大君物語をめぐっては、藤原克己氏の論文「紫式部と漢文学――宇治の大君と〈婦人苦〉」をふまえて、死を見すえる大君を厄年の習俗の中に据え、仏教でいう生老病死の四苦とも重ね合わせて読み解くことを試みた。『法華経』の「枯槁」は苦の、「枯竭」は老苦のたとえであり、大君の最期は「ものの枯れゆくやうにて、消え果て」たとあるので、人間の苦を背負って亡くなったように読める。また、大君の死は、釈尊が入涅槃の相を示して弟子たちに恋慕渇仰の思いを抱かせ、修行に励むよう導いたごとく、薫に一方では道心を募らせずにはおかないが、もう一方では大君の遺託にこたえて中の君を後見する使命を自覚させたのである。

IVでは、入水したに違いない浮舟の中陰も過ぎた後の薫の言動を分析する。小宰相や中将と呼ばれる才気あふれる女房たちと会話し、女一の宮をかいま見て動揺し、父宮の死により女一の宮に宮仕えすることになった宮の君を観察するなど、薫は好色の振る舞いを見せるが、そこには、大君には先立たれ、中の君とは結ばれず、劣り腹の浮舟は裏切った末、一方的に姿を消したという奇しき縁を思って三姉妹を偲び、特に浮舟についてその人物を評定しなくてはならないという強い思いがあったことを見定める。物語の方法としては、唐小説『遊仙窟』のみごとな換骨奪胎によって語っていることを、新たに数多くの例を挙げて指摘した。宇治十帖の主題は女君たちが担っているという論調が主流である中、薫による品定めを経て初めて女君たちの思念の重みが読者に伝わるという物語の仕組みが明らかになった。

Vは、入水に至らなかった浮舟が出家する過程を分析する。『過去現在因果経』による釈尊伝の悉達太子の出家の経緯を典拠とするが、浮舟の出家はいろいろな意味でこれと好対照を示す描き方がなされていた。浮舟を世話する横川の僧都の妹の尼のもとには、老醜をさらす母の尼をはじめ年老いた尼たちがいて、五欲の楽しみにほかならない風流に耽って過ごしているが、そこに妹の尼の婿であった中将が訪ねて来て、浮舟をかいま見て求婚してくる。浮舟は薫と匂宮とのはざまで愛欲の思いに悩んだ過去と決別したいという逃避的な思いから、老いと死を見すえた末に、横川の僧都に願い出て出家したのであって、仏道修行はこれからである。

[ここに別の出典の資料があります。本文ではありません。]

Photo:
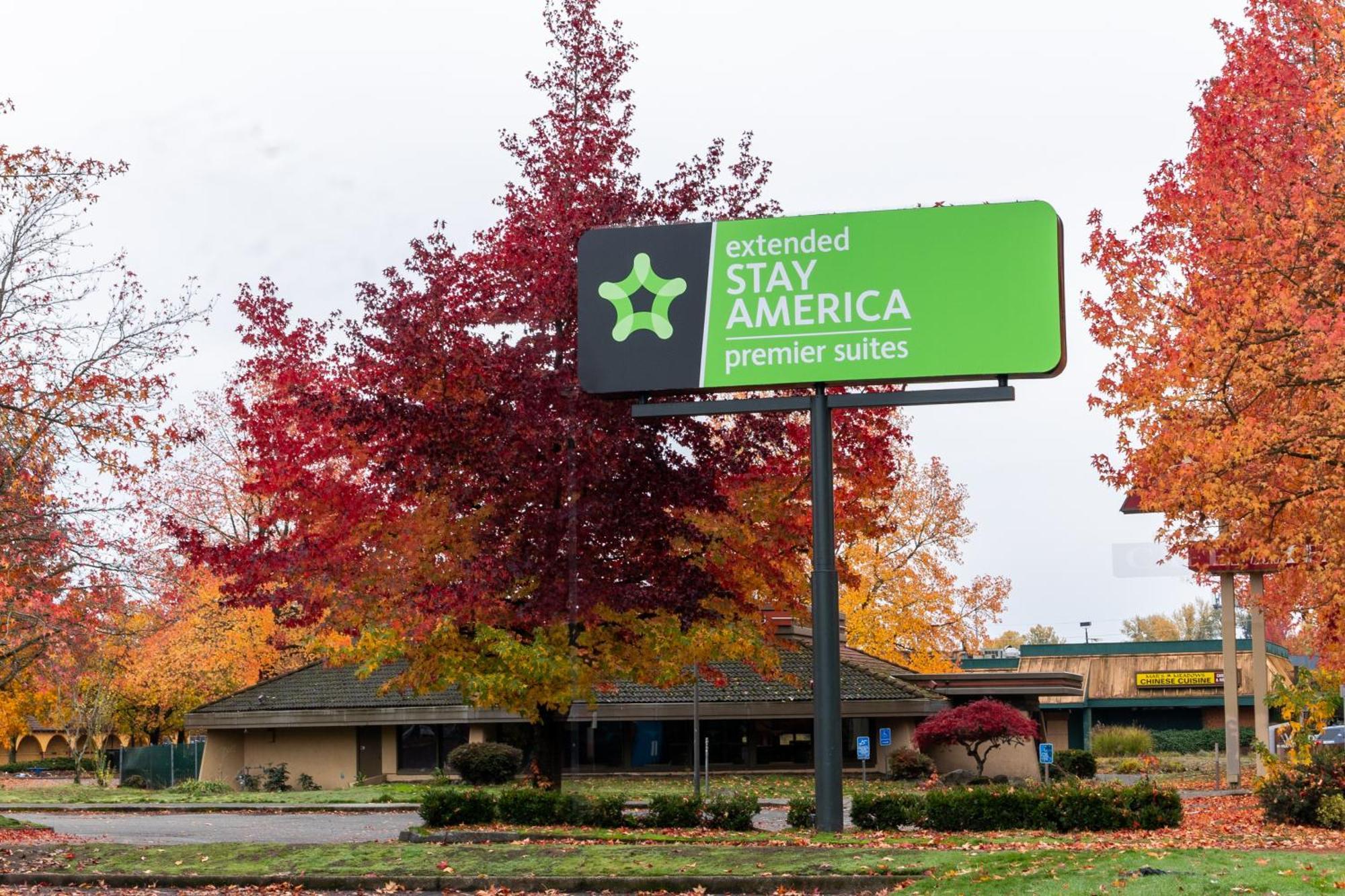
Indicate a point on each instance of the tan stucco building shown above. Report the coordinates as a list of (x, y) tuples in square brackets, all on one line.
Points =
[(341, 729), (1153, 684)]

ところで、後に浮舟が生存し出家していることを知った薫は、浮舟に面会を求めたところ拒絶され、もしかして別の男に隠し据えられているのではないかと疑うところで物語は幕を下ろす。夢浮橋巻の結末はさまざまな後日譚を想像させる開かれた終わり方となっているが、これを横川の僧都の浮舟宛の消息の一解釈、蜻蛉巻の巻末では浮舟が薫の深い哀悼の思いを聞き知ったこと、光源氏における空蝉や女三の宮など、尼となった姫君を世話する好ましい男君の像が後代の物語にも引き継がれていること、の三方向から、次のような読みを提出する。すなわち、薫は浮舟の現在の心境をまったく知らないのであるが、いずれ事情を知って浮舟を引き取り、沙弥尼のまま世話することにより、自身の愛執の思いも克服するに違いない、というものである。

以上により、本論文では、薫の恋と道心の物語として展開する宇治十帖について、仏教的側面からいくつか新たに問題を発掘して提示するとともに、作品論としても部分的に考察を深めることができた。

審査要旨 要旨を表示する

本論文は『源氏物語』宇治十帖について、その世界形成に仏教がいかに深く関わっているかという視点を中心に据えて考究したものである。構成は5部23章からなっている。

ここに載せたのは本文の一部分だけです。